Tuesday, September 03, 2013


There are a lot of mixed messages out there on boat sales going up or down. Many wonder about the impact of US lawmakers ending the second residence tax deduction for boats equipped with accommodation. We are seeing good value used boats move here in Canada at a faster pace. You couldn't say things are on fire though ... and it appears that it is still a buyers market, although the giveaway deals on good boats ended a long time ago.

One of our US broker friends Tom Jenkins of Allied Marine is very optimistic on the boat sales market. He is experiencing folks that come out of nowhere that want instant showings and go for quick sales. Tom said this in his last newsletter “As I explained last month, the market is poised to break loose and it looks more and more likely that the Fort Lauderdale Show may be the spark that lights the fuse to a blowout season”. Tom sells a lot of boats – not runabouts but leaning more to high end inventory like Bertram, Perching & Ferretti in the 40 – 120 foot range. Economically things are moving along in the US ... and money is still cheap. I think Tom may be on to something. I also get the sense that the market may be ripe to break out and good used boat sales could turn the tide from a buyers market to a sellers market by next year. Time will tell.

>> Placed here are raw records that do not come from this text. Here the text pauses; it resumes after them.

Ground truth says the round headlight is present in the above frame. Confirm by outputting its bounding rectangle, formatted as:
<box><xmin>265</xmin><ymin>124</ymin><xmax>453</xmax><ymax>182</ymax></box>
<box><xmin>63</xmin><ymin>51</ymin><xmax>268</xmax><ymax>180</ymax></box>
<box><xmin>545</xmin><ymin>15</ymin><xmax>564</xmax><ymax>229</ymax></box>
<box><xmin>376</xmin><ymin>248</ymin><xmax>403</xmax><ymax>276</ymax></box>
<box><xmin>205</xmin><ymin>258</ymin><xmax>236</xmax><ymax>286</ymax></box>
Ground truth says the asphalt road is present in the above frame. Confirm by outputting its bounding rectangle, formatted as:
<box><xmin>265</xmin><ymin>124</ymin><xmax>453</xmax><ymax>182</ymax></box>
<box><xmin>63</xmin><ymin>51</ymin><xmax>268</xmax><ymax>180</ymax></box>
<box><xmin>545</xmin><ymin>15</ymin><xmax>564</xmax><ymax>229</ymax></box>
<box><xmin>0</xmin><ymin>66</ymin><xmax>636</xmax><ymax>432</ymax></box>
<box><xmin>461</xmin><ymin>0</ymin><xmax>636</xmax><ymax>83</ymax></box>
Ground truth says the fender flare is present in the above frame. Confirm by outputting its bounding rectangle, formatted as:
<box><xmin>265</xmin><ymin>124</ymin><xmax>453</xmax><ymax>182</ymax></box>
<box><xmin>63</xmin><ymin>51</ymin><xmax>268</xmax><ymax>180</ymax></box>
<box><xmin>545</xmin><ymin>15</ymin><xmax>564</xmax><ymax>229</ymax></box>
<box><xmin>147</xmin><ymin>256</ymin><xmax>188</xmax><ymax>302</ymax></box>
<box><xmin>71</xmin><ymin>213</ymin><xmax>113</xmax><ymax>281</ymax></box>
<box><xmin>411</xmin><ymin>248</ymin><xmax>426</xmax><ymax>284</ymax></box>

One thing I am told repeatedly is that the bigger yacht owners are not worried about the tax credit ending. Most of them are registered offshore and are not claiming the credit anyways. The small boats without accommodation don’t qualify and the mid range 34 – 50 foot boats are they only target group that may feel the pinch. It is also said that boaters shop on emotion ... and if the moneys there, then a tax deduction won’t make or break the market. So like the Jimmy Buffet song says, “I don’t know, I don’t know” but indicators from the big US brokers are that things are likely to look a lot better sooner than later.